Some team members moved into another room of the ship, where Airbus has set up miniature versions of infrastructure facilities. The participants must work to check for vulnerabilities in the systems that the Flag Day Associates might be able to exploit.

Adam Wedgbury, a cybersecurity researcher with Airbus Group Innovations, said the chemical plant was "kind of easy," the water treatment works was medium difficulty (analogous to the systems' real-world security level), and the smart grid was high difficulty, as it used Airbus's own security architecture. "I'm hoping today not to see anyone break into that," he said.
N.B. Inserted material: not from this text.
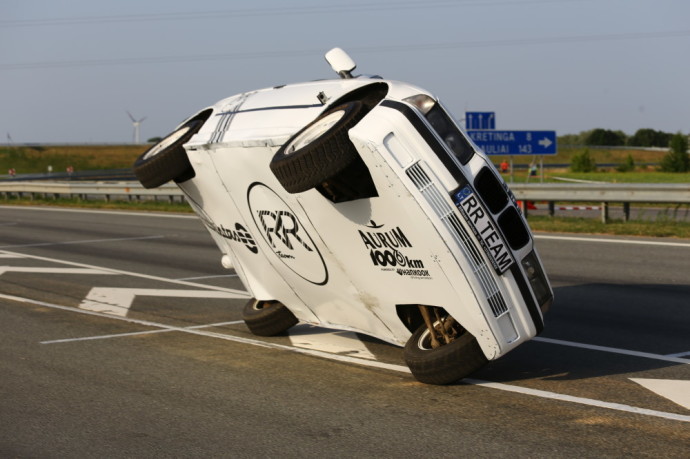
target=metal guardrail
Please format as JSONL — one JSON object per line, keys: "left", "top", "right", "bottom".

Some vulnerabilities were planted in the corporate-style infrastructure through which the participants could access the systems, but the mock-up industrial environments were essentially left as secure—or notoriously insecure—as they might normally be. Wedgbury said one team had tried to log in to the web interface a few times and the controller crashed—"so that's a massive vulnerability they found that wasn't planted."
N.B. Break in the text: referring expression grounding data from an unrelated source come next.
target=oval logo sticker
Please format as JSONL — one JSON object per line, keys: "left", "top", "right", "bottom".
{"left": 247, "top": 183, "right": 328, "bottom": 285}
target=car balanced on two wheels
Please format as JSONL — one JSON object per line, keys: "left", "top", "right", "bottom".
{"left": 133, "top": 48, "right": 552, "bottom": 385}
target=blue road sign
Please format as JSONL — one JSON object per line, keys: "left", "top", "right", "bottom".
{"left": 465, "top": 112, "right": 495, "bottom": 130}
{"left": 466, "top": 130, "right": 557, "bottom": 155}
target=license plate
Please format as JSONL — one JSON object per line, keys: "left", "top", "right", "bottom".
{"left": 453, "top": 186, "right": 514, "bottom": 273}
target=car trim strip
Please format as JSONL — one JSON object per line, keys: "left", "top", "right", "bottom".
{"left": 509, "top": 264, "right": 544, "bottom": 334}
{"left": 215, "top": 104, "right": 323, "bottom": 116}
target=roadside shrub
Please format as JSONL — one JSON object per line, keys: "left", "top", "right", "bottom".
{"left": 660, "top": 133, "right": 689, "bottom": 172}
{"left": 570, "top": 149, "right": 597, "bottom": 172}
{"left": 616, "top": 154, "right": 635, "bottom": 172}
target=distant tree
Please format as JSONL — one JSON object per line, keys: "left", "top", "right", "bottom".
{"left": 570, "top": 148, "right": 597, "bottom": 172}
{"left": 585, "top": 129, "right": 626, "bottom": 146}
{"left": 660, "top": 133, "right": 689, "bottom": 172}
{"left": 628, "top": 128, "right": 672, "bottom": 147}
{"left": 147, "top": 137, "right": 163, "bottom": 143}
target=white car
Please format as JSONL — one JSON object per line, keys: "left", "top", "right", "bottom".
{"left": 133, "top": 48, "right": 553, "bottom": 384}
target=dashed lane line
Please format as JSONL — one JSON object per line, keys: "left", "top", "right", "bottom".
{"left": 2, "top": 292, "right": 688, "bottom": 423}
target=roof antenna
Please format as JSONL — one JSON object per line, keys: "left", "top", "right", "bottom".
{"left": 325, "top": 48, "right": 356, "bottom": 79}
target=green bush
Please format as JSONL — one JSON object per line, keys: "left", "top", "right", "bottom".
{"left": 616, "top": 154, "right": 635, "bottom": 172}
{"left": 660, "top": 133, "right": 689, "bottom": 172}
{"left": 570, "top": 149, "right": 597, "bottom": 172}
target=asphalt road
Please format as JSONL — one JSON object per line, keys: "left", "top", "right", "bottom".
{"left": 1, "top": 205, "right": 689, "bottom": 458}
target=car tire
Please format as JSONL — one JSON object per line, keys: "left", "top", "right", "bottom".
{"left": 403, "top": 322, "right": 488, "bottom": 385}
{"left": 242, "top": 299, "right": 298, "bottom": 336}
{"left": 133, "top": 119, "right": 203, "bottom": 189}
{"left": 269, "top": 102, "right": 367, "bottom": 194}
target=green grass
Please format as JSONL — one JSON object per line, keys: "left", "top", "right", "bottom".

Aboard the ship the atmosphere is one of stressful fun, but the simulation brings home the real threat of cyberattacks. More and more systems, from consumer smart home devices to national infrastructure, are being brought online, potentially exposing to them to the kind of threat acted out here (admittedly a little melodramatically) by the imaginary Flag Day Associates.

The Cyber Security Challenge claims at least half of last year's finalists are already in their first cybersecurity jobs, with others in training. This week's challenge might be a game, but it's also the country's future security force in the making.